Frau Schmidt, stellen Suchterkrankungen bei Menschen mit geistiger Behinderung eine neue Problematik dar?

Sabine Schmidt: Dass die Problematik gewachsen zu sein scheint, liegt daran, dass wir durch die UN-Behindertenrechtskonvention aus dem Jahr 2009 anders mit Menschen mit einer Beeinträchtigung umgehen. Sowohl durch die Behindertenrechtskonvention als auch durch das Bundesteilhabegesetz wurde mehr Selbstbestimmung durchgesetzt. Das bedeutet, dass Menschen mit einer Beeinträchtigung nun mehr Rechte und mehr Freiheiten haben. Ein Mensch mit geistiger Behinderung, der in einer Einrichtung lebt, hat heute selbstverständlich die Freiheit, in den Discounter zu gehen und sich Alkohol zu kaufen. Durch den Zuwachs an Freiheiten haben sich auch die Risiken erweitert.

Wie schaut es denn in Ihrer Dillinger Suchtfachambulanz aus? Haben Sie dort viele Klientinnen und Klienten mit geistiger Behinderung und einer Suchterkrankung?

Schmidt: Wir haben in Dillingen große Einrichtungen für Menschen mit Behinderung und bilden seit ungefähr zehn Jahren Mitarbeitende in der Behindertenhilfe aus. Sie lernen zum Beispiel, wie sie Bewohner früh ansprechen, wenn sie ein auffälliges Verhalten beobachten. Dazu gehört ja Mut.

2023 hatten wir insgesamt 360 Klienten mit geistiger Beeinträchtigung in unserer Suchtfachambulanz, 60 davon waren Angehörige. Unter den von einer Suchtgefährdung Betroffenen waren vielleicht fünf bis zehn Menschen mit geistiger Behinderung aus einer stationären Einrichtung. Meist kommen sie wegen Alkohol, daneben spielt Cannabis eine Rolle. Wir hatten aber auch schon Amphetamine als Beratungsgrund. Grundsätzlich wird das Kriterium "Geistige Beeinträchtigung" bei uns nicht statistisch erfasst. Unter unseren Klienten gibt es Menschen mit besonderem Förderbedarf, mit Entwicklungsstörungen oder Lernschwierigkeiten.

Vermutlich gehen Sie mit geistig beeinträchtigten Klienten anders um als mit anderen Ratsuchenden. Was machen Sie denn in der Beratung konkret anders?

Schmidt: Meist ist es so, dass der Klient zur ersten Beratung zusammen mit seiner Betreuungsperson kommt. Bei diesem ersten Termin versuchen wir, gemeinsam herauszufinden, wie denn der Entwicklungsstand des Klienten ist. Beim nächsten Mal kommt der Klient in der Regel alleine. Wir versuchen, ihn in leichter Sprache zu beraten.
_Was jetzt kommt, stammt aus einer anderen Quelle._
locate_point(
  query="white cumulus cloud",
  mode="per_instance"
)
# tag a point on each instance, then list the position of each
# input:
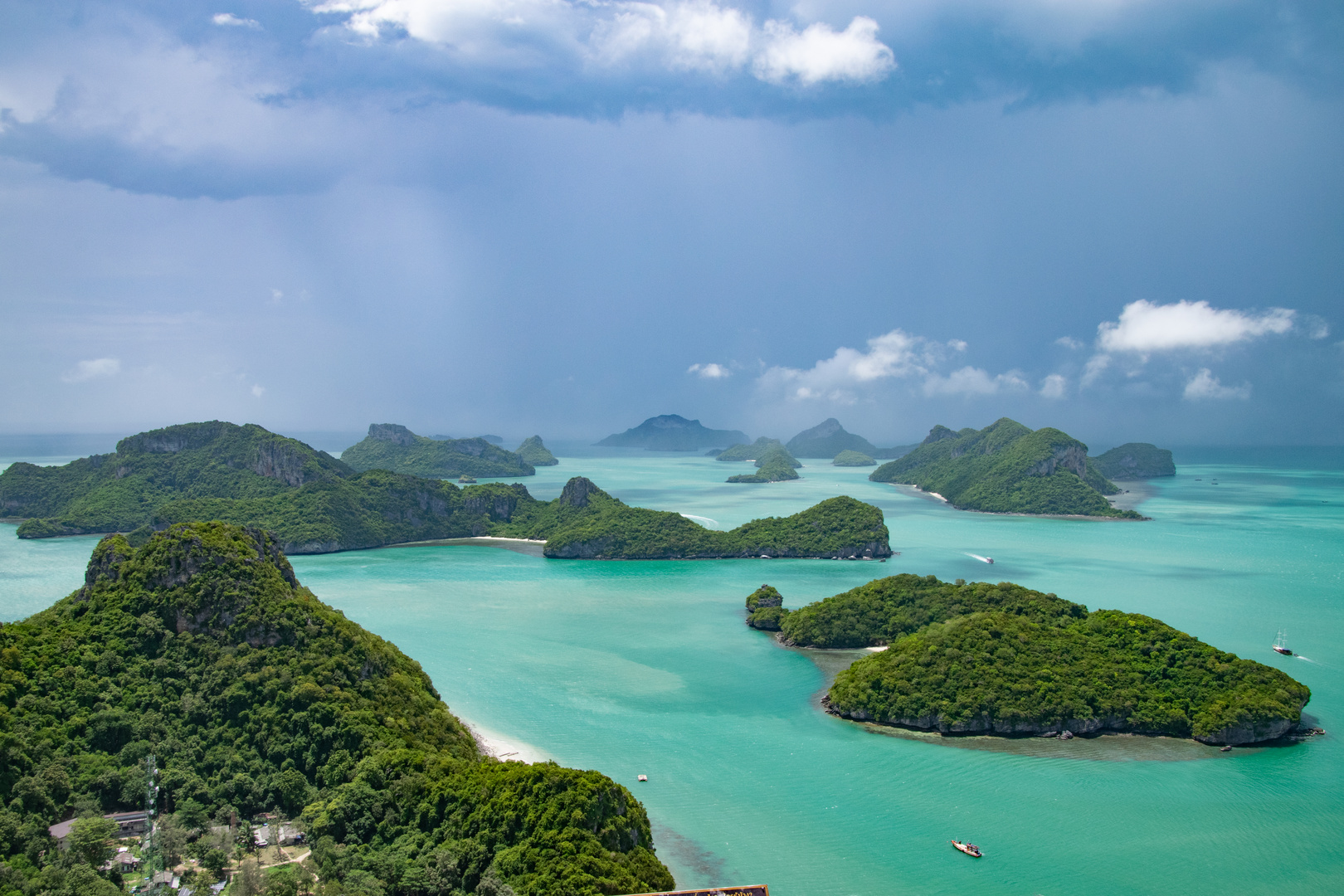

Meine Erfahrung ist, dass der Beratungsprozess meist nicht allzu lange dauert. Manchmal kommt es nur zu drei bis fünf Gesprächen. In diesen Gesprächen versuchen wir, Informationen über Gefahren und Risiken des Konsums mitzugeben.

Die eigentliche pädagogische Arbeit wird dann von den von uns geschulten Betreuerinnen und Betreuern in der Einrichtung geleistet. Es stellt sich etwa die Frage, wie man Hausregeln in Bezug auf Suchtgefahren so formulieren könnte, dass sie von allen angenommen werden. Zum Beispiel könnte geregelt werden, dass in Gemeinschaftsräumen kein Alkohol getrunken wird, damit andere nicht in Versuchung geführt werden.